看著遠處一坐一臥地老少兩人,吳二楞頭痛地拍拍腦門,有些不知該如何是好。
這些年來,吳二楞雖然在忻州城內算不了什麼上台面地人物,但是在南關一帶,好歹也是要被稱「爺」的人物。
這次雖然是落難尋機躲了出來,但這當牛做馬地拉車的活計,也還確實是是讓「吳二爺」感受到是受了恥辱的。
這要是放在以前,吳二楞一定是情願「赴死」也不會受這種屈辱的,但是在見識到了張克儉那「滅門令尹」的手段之後,他卻是于驟然間「頓悟」了!
在這個世界上,好死終究是不如賴活著啊……
事實上,吳二楞之所以能夠這麼順利地混到這只輜重營來,也算是沾了這些蠻族人的光。
忻州新任知州張克儉大人,早先就曾公開地質疑,指稱在這忻州城中很可能已經混有韃子奸細,並因此而新建、重組了忻州民壯,由自己所帶來地幾名幕僚和家丁帶了,每日里加緊地苦練,如今也已經是有千人地規模了。
事實上,這也是為什麼此次服徭役地人員中,就連老孫頭、張秀才之類已經多年未曾服役的人也被點名出差的原因所在︰忻州城內,缺人了。

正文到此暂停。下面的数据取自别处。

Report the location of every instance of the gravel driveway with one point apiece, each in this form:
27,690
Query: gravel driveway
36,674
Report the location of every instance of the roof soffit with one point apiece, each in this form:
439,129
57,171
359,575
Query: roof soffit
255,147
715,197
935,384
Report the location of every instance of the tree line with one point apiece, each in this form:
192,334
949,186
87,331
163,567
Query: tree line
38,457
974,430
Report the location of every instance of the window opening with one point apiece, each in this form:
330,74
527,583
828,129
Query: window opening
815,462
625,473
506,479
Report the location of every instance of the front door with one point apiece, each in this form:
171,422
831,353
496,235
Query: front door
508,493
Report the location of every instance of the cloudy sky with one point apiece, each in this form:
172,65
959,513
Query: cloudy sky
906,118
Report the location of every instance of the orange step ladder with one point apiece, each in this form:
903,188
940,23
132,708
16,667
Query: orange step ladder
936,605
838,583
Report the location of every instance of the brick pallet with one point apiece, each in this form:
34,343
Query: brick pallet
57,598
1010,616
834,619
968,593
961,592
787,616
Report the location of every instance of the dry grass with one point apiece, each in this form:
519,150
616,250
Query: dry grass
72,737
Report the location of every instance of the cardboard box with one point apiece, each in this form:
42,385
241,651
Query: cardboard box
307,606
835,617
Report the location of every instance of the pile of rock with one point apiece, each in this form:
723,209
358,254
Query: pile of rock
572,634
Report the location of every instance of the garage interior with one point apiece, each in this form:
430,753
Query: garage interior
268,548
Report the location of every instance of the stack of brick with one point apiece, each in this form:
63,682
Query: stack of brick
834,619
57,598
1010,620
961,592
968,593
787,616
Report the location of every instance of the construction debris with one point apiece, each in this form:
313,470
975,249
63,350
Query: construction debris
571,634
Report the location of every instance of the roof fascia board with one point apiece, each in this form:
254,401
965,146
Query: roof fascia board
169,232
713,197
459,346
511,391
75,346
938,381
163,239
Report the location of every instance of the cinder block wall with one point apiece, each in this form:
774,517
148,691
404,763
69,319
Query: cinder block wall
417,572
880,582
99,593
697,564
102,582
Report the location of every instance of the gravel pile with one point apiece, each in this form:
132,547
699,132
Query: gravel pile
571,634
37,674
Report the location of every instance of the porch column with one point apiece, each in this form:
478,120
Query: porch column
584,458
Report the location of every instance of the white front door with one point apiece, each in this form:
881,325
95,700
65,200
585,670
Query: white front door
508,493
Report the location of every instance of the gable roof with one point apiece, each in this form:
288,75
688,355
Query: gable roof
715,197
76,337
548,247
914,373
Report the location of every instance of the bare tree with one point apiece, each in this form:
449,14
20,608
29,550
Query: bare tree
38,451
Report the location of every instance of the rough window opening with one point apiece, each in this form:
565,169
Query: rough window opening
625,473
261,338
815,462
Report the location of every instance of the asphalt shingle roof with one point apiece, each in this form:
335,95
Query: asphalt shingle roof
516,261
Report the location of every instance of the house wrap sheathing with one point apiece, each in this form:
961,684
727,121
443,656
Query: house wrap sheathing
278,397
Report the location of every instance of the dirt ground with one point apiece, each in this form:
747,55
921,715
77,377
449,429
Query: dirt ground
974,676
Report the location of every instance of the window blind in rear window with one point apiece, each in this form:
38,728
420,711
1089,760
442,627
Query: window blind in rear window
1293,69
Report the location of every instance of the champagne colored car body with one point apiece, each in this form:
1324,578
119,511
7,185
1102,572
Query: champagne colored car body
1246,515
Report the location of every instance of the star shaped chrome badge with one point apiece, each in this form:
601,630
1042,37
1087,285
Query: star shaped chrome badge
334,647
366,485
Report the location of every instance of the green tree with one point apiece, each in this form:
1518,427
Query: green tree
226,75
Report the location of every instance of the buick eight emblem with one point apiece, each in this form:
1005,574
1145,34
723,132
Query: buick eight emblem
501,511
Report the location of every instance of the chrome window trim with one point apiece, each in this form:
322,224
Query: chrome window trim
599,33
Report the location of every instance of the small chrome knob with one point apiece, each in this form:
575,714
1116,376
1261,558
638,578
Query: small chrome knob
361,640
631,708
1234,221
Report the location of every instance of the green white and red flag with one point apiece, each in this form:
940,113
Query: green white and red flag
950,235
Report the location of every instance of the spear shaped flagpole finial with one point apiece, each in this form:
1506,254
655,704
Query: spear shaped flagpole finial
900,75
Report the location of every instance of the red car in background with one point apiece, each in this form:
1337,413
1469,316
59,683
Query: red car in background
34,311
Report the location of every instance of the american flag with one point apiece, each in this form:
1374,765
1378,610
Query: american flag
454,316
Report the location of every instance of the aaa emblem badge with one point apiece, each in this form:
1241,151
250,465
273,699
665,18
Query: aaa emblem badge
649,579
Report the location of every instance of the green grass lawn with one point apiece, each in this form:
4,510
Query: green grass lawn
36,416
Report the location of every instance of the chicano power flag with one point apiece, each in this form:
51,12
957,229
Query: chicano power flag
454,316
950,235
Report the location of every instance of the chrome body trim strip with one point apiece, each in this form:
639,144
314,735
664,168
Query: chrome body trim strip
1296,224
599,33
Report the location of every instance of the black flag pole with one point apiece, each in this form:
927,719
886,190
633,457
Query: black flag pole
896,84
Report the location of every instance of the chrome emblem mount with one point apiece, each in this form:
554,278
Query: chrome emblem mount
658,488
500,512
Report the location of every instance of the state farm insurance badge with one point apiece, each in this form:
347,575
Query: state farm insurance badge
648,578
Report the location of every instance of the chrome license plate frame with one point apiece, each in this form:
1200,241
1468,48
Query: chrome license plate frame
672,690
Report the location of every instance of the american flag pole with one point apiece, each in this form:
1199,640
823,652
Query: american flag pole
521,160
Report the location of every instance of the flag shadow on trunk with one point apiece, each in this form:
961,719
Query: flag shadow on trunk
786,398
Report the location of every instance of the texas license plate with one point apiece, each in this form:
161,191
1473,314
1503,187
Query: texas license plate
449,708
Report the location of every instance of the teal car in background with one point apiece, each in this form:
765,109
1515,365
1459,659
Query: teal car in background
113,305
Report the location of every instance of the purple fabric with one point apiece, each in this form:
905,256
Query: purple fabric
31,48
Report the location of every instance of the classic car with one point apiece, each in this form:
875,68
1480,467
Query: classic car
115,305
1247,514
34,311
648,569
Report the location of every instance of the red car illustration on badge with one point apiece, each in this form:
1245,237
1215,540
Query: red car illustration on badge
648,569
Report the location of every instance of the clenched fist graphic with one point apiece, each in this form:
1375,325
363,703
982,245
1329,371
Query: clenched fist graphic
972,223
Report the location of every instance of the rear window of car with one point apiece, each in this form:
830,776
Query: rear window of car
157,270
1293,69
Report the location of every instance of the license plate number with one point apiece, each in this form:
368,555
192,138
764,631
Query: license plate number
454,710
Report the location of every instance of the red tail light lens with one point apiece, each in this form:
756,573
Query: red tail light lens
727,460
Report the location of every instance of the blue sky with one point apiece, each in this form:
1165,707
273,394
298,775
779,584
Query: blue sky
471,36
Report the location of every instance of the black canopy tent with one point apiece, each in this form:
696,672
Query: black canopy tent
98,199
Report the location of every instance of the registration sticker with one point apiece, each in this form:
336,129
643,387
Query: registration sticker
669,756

眼下這個完全是由忻州城地平民、民壯與一只雜牌募軍所組成的混編輜重營,實在是太缺乏人手了,雖然足有三萬余人,但所運送地軍資,卻是以往通常應該由三萬五千人所承運的數量。
正因為如此,雖然吳二楞也曾試圖賄賂他們這支混編小隊領隊地小旗張小滿讓自己免于勞作,但因為人手確實是緊張的緣故,張小滿卻是沒有敢收他的銀子。

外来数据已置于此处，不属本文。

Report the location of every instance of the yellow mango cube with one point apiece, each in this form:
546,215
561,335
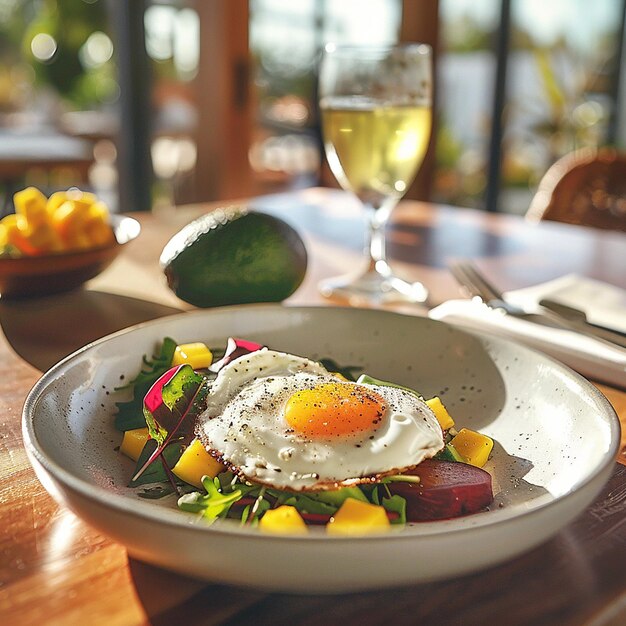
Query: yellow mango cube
133,442
99,232
473,447
195,354
4,236
16,233
69,219
355,517
55,201
441,413
30,203
284,520
195,462
43,237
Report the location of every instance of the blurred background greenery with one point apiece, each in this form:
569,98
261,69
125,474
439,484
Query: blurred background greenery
59,69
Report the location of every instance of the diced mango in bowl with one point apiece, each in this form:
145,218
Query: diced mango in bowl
66,221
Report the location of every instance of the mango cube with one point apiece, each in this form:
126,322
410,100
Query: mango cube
195,462
30,203
55,201
441,413
16,233
195,354
358,518
133,442
284,520
473,447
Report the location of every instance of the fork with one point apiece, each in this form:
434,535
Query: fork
477,286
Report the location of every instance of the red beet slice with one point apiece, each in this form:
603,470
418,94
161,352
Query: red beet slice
446,490
234,349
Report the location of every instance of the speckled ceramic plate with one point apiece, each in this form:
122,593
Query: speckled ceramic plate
556,439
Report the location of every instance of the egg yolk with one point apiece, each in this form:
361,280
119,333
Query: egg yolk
334,409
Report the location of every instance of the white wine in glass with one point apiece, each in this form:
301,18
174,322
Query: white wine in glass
376,107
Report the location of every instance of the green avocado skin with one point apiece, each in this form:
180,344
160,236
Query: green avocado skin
236,257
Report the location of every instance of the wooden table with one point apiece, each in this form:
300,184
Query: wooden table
55,569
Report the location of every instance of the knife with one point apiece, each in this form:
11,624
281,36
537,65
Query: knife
577,319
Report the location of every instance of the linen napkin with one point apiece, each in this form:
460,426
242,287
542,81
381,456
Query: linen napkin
604,304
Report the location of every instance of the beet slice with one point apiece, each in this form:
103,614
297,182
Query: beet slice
446,490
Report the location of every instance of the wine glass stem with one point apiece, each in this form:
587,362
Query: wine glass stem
375,247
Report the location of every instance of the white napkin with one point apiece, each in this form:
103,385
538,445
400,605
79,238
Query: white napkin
603,303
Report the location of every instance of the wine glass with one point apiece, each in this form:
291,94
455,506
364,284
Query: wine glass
376,105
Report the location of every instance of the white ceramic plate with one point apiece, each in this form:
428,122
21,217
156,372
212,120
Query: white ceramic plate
556,440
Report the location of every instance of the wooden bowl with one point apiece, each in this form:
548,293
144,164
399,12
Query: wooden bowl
53,273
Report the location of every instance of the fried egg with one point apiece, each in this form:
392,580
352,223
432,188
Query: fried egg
286,422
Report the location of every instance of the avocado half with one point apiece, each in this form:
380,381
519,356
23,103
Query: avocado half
234,256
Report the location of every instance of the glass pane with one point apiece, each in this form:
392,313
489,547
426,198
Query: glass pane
465,75
561,73
285,41
559,84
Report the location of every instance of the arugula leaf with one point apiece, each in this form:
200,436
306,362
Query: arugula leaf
168,399
155,473
181,420
130,412
214,503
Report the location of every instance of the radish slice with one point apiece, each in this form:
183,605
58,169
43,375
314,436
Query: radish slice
446,490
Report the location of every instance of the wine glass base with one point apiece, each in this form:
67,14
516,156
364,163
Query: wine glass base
373,288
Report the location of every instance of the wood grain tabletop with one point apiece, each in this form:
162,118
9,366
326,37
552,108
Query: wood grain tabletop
55,569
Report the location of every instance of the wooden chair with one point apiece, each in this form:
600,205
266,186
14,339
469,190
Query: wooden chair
586,187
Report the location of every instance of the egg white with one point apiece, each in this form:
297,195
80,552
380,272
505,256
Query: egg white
244,427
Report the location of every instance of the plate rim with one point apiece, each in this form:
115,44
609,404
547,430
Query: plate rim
122,503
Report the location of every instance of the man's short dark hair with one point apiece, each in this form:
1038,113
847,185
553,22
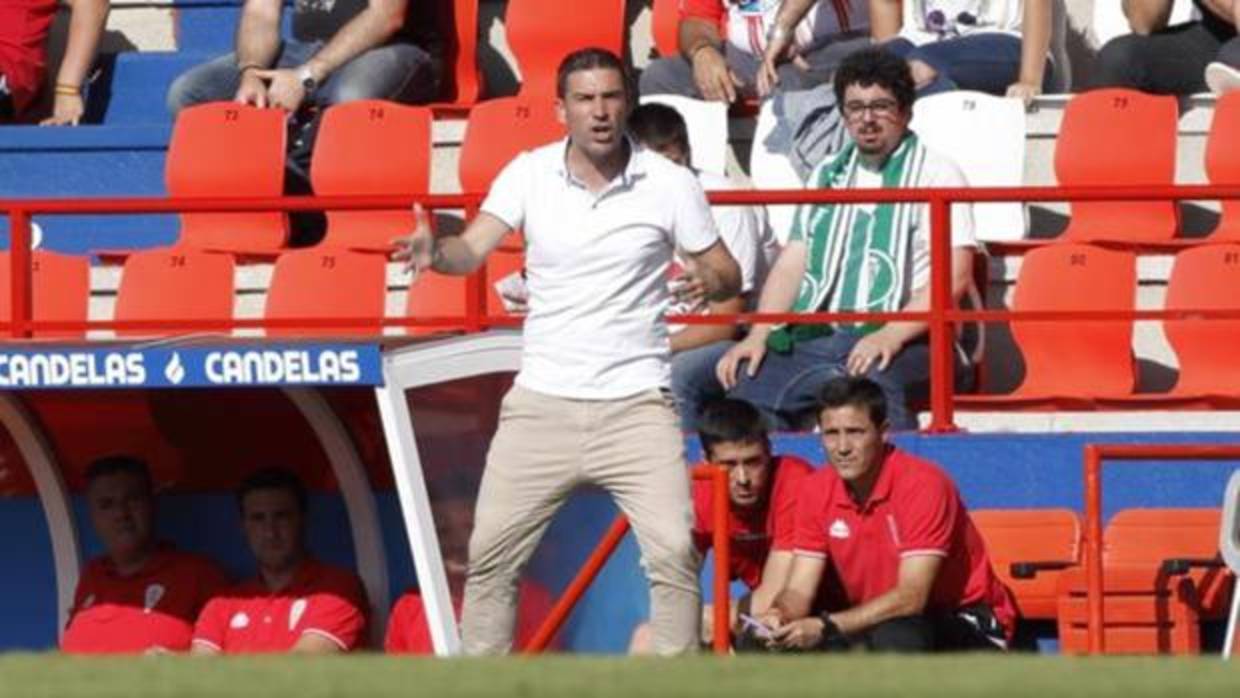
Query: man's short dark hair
120,464
659,125
730,420
273,477
854,391
588,60
876,66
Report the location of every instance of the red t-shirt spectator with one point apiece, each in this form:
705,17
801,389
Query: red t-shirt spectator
24,26
321,600
153,608
408,632
913,510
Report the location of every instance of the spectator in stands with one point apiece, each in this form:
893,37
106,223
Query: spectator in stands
763,490
141,595
724,45
602,217
24,27
998,46
1173,60
696,349
912,563
856,258
294,604
408,632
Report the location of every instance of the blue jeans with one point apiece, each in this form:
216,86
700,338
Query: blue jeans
402,72
788,384
986,62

在這個營中,如今實在是一個蘿卜一個坑兒,牽一發而動全身,張小滿官小職微,根本就不敢造次。
這要擱在以往,這麼一個按大明軍方標準,手下號稱有十人編制、但通常在實際中總還要少上幾個人地小旗又怎麼會放在吳二楞的眼中,但在彼時彼刻,吳二爺也卻也只有是手捧紋銀,淚眼凝噎了……

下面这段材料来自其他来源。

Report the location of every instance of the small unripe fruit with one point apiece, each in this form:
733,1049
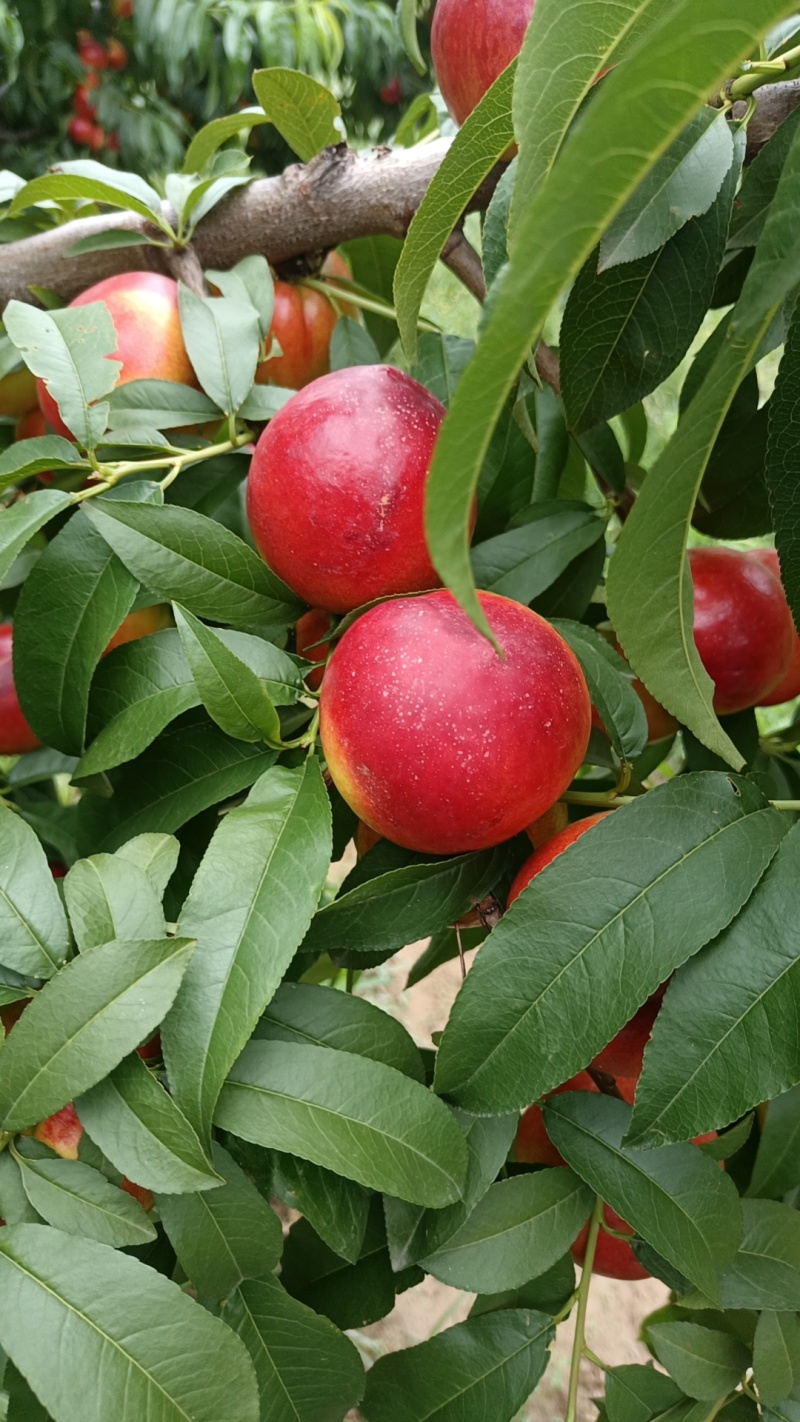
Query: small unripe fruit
436,741
16,735
742,633
789,686
149,343
472,41
336,494
549,852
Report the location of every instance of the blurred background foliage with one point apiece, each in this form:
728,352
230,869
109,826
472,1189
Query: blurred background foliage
166,67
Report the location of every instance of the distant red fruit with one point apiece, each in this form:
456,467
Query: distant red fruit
81,131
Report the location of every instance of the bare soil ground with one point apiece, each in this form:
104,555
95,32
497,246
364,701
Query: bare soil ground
615,1308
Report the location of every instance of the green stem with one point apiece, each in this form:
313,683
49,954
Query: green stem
175,462
763,71
580,1317
365,303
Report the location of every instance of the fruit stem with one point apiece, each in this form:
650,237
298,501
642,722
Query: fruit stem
367,303
580,1317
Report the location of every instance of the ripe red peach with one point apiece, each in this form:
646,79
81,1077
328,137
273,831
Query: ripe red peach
789,686
550,851
472,41
16,735
336,492
743,637
144,309
438,742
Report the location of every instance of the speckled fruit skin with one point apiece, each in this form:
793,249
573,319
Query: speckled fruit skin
16,735
303,324
336,492
624,1054
144,309
533,1145
549,852
742,633
438,742
789,686
472,41
613,1257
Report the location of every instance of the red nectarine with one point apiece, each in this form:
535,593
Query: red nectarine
436,741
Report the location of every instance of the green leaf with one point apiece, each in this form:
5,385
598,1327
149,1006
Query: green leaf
336,1209
249,906
230,693
351,344
306,1368
704,1362
250,280
759,185
84,1021
71,605
71,351
95,182
675,1198
23,519
222,1236
348,1114
222,339
547,1294
157,855
782,467
30,457
517,1230
561,56
564,969
483,1370
475,150
182,556
80,1200
135,693
351,1296
34,937
301,110
766,1270
560,222
404,905
635,1392
608,680
127,1327
218,132
189,768
161,403
408,34
144,1134
776,1355
326,1017
625,330
650,585
681,185
776,1169
726,1035
529,558
111,899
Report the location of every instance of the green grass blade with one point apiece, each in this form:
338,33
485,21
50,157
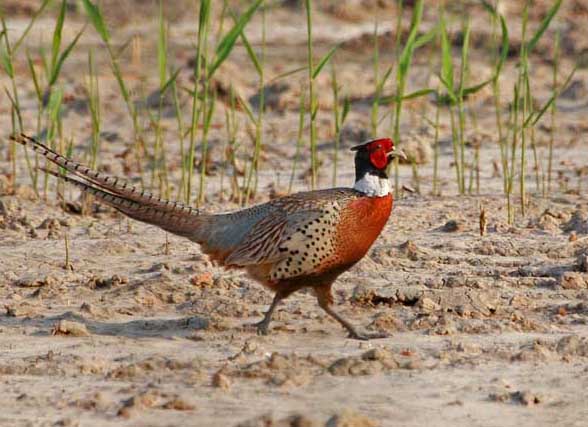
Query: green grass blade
505,45
169,82
203,14
56,45
325,59
228,42
250,50
287,74
162,47
418,93
426,38
406,55
30,25
346,109
543,26
489,7
54,104
446,60
97,19
6,62
534,118
473,89
63,57
31,65
464,57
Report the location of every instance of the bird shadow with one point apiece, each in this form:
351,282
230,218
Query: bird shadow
139,328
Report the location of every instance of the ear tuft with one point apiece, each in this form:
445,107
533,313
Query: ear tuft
386,142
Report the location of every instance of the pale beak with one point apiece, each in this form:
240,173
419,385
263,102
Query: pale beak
397,153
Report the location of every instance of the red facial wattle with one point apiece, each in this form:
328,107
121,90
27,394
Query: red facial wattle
379,150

好在,張知秋地適時出現,終于是能夠拯吳二爺于水火之中了!
不管怎麼說,張知秋這個身高馬大地傻大個子,會被輜重營一哨第十三隊隊正、小旗張小滿大人當做騾馬來使,那一點兒都不是個意外。
在張小滿揣起銀子地那一刻,吳二楞終于是徹底地不惱火張知秋了;相反地,吳二楞希望他一直都無病無災——最起碼一定要堅持到這次徭役結束之後!
其實,吳二楞之所以這麼急著要撇清這個勞役還真不是因為怕苦——身為一個混跡于社會底層的混混,吳二楞也並非是沒有吃過苦、和吃不了苦的人,問題地關鍵是這個面子丟不起呀!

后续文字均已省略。